All splenic artery pseudoaneurysms should be treated when detected as size is not a determinant of future rupture. This is more relevant in patients with chronic pancreatitis as it is an ongoing inflammatory process. A review of the literature suggests that these giant pseudoaneurysms have been managed by both surgical and non-surgical means (Table 1). Different methods of treatment have been trans-angiographic embolization (n=8), distal pancreatectomy/splenectomy (n=7), thrombin injection (n=2), pancreatectomy (n=1) and resection of pseudoaneurysm only (n=1) [2]. However, a pseudoaneurysm associated with a pseudocyst should be treated surgically as the literature indicated that transcatheter embolization has a higher failure rate (20%) as a primary treatment in these patients than in those without pseudocysts (13%) [1]. Hsu et al. [3] have also reported a high (66.7%) rebleeding rate after angiographic embolization.
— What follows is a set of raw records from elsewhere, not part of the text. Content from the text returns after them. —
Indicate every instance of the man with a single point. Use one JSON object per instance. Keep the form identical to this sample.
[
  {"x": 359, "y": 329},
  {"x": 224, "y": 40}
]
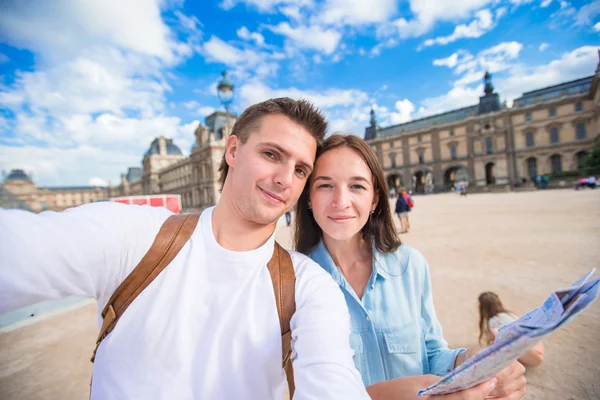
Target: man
[{"x": 207, "y": 327}]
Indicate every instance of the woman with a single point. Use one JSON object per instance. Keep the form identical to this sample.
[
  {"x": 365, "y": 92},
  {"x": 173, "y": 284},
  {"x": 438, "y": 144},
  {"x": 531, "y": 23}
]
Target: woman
[
  {"x": 344, "y": 223},
  {"x": 402, "y": 210},
  {"x": 492, "y": 315}
]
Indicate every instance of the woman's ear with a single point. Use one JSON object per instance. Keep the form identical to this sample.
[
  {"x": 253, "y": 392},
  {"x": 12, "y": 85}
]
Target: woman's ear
[
  {"x": 231, "y": 147},
  {"x": 375, "y": 202}
]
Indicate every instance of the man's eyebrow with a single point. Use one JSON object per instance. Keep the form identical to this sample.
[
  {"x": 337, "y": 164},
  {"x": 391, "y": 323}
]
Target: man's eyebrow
[
  {"x": 352, "y": 178},
  {"x": 285, "y": 153}
]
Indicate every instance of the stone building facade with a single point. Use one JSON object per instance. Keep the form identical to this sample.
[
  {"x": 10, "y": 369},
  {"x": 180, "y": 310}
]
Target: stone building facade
[
  {"x": 546, "y": 131},
  {"x": 166, "y": 171},
  {"x": 21, "y": 186}
]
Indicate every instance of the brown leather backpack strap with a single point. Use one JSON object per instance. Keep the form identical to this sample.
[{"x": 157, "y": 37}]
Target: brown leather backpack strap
[
  {"x": 172, "y": 236},
  {"x": 283, "y": 277}
]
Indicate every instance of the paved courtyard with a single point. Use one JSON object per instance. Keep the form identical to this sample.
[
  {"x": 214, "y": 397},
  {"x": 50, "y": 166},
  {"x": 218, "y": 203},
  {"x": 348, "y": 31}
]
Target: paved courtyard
[{"x": 520, "y": 245}]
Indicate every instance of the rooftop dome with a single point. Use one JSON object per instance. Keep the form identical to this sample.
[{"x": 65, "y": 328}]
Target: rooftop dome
[
  {"x": 170, "y": 147},
  {"x": 16, "y": 174}
]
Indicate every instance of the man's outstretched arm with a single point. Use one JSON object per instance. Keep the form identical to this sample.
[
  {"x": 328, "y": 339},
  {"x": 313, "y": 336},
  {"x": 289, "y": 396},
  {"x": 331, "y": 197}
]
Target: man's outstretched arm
[{"x": 85, "y": 251}]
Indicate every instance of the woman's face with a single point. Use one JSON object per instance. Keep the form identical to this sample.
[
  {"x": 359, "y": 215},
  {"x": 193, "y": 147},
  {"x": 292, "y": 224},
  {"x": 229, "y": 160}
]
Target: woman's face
[{"x": 341, "y": 193}]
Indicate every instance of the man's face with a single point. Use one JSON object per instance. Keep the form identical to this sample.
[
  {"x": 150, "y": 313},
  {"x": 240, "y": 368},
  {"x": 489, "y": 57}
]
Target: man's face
[{"x": 267, "y": 173}]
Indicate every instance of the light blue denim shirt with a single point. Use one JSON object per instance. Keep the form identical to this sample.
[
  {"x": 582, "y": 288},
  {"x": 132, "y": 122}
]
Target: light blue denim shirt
[{"x": 394, "y": 328}]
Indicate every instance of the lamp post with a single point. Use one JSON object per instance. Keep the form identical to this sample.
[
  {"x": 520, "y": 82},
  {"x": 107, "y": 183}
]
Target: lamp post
[{"x": 225, "y": 92}]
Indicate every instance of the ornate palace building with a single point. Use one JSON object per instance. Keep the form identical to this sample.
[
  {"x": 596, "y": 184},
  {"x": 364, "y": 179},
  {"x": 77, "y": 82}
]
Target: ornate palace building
[
  {"x": 546, "y": 131},
  {"x": 19, "y": 191},
  {"x": 195, "y": 178}
]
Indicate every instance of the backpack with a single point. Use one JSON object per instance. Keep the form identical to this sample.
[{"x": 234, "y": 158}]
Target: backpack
[{"x": 172, "y": 236}]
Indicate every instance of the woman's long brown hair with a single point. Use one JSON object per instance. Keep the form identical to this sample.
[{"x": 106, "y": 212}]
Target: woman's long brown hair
[
  {"x": 379, "y": 229},
  {"x": 489, "y": 306}
]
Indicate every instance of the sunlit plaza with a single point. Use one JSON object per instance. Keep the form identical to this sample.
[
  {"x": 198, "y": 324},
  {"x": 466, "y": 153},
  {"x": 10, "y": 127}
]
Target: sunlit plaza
[{"x": 519, "y": 245}]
There are recent reports of successful treatment by endovascular stent graft occlusion of these pseudoaneurysms [5]. A pseudoaneurysm related to pseudocyst formation is best treated with surgical excision [1, 6, 7, 8]. Different surgical options exist including splenectomy with or without distal pancreatectomy, ligation of the splenic artery with resection of the pseudoaneurysm and trans-cystic ligation of the bleeding vessel with internal or external drainage of the pseudocyst. Splenectomy, with or without distal pancreatectomy, is a procedure with no reported failure over long periods of time [1]. Distal pancreatectomy and splenectomy should be employed to treat bleeding pseudoaneurysms located in the distal body and tail of the pancreas. Pancreatic resection is the only way to treat these pseudoaneurysms together with the underlying pathologic process in the pancreas which is the primary cause of the pseudoaneurysm. This may be curative in cases where chronic pancreatitis changes are confined to the body and tail of the pancreas, as in our case. However, surgical treatment may not be straightforward especially, in cases of giant pseudoaneurysm.